No tocante ao termo humor propriamente dito, desde o médico romano Galeno está associado ao conjunto de líquidos (os humores: fleuma, o sangue e as biles), a parte úmida interna ao nosso organismo que seria responsável por variações no nosso estado de espírito, influenciando nossa saúde e bem estar.

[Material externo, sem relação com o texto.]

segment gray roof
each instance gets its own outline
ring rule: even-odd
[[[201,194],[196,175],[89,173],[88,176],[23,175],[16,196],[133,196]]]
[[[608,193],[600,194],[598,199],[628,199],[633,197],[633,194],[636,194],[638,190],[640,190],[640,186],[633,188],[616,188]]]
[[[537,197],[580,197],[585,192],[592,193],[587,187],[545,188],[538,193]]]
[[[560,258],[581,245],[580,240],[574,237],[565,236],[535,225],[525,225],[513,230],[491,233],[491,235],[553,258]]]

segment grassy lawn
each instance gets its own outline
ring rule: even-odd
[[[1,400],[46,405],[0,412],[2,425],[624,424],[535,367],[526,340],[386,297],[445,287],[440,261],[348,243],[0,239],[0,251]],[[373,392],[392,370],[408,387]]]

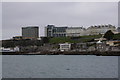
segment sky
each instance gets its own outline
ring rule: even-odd
[[[89,27],[112,24],[118,26],[117,2],[3,2],[2,39],[21,36],[21,27],[39,26],[44,36],[48,24]]]
[[[0,40],[2,40],[2,3],[1,2],[0,2]]]

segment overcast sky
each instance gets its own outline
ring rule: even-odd
[[[89,27],[118,25],[117,2],[7,2],[2,3],[2,38],[21,35],[21,27],[38,25],[40,36],[44,27]]]

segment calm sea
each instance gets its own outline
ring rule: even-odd
[[[117,78],[117,56],[3,55],[4,78]]]

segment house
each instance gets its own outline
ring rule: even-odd
[[[71,44],[70,43],[62,43],[60,45],[60,51],[69,51],[71,50]]]
[[[106,51],[106,50],[107,50],[106,43],[105,43],[105,42],[98,41],[98,42],[96,43],[96,50],[97,50],[97,51]]]
[[[106,44],[108,44],[109,46],[119,46],[120,45],[120,41],[119,40],[107,41]]]

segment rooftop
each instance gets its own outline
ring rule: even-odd
[[[39,26],[27,26],[27,27],[22,27],[22,28],[39,28]]]

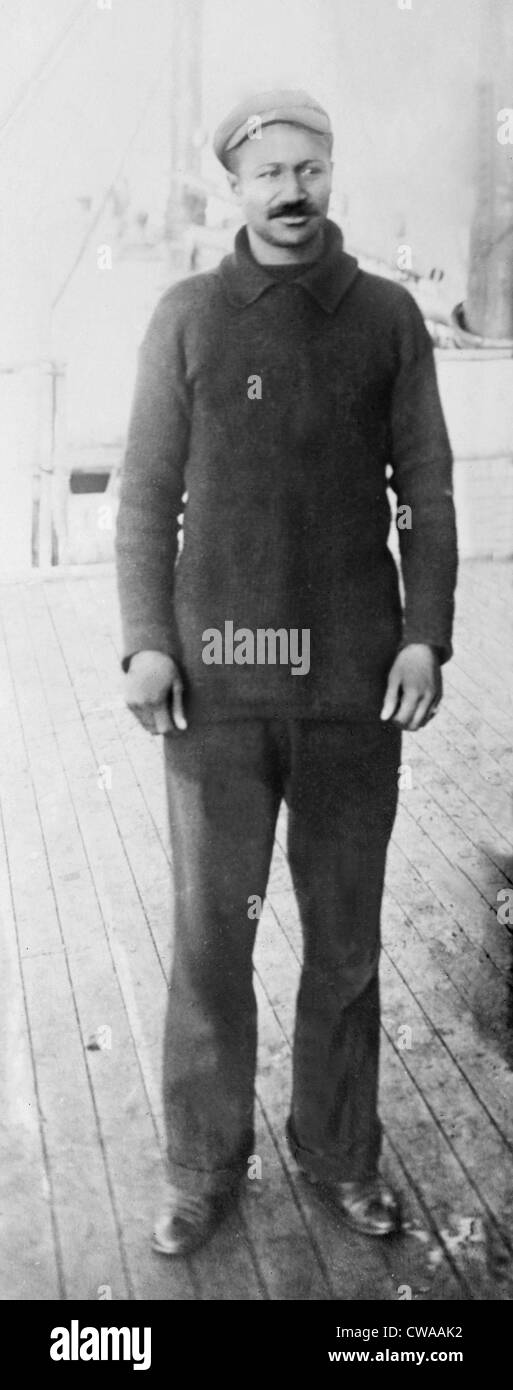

Enquanto gênero artístico a palavra humor tradicionalmente define a percepção das contradições, do risível ou do ridículo de certa realidade ou contexto e sua expressão. Neste aspecto, o humor está na base da produção dos profissionais de entretenimento, mas e principalmente, do trabalho de artistas gráficos como cartunistas, chargistas, caricaturistas e quadrinhistas (RABAÇA e BARBOSA, 2002). Aparentado das histórias em quadrinhos e sendo basicamente construído com os elementos gráfico-visuais das HQs, o humor gráfico pode ser classificado em três categorias básicas e gerais, de onde provem praticamente tudo o que se faz neste tipo de arte: cartum, charge e caricatura.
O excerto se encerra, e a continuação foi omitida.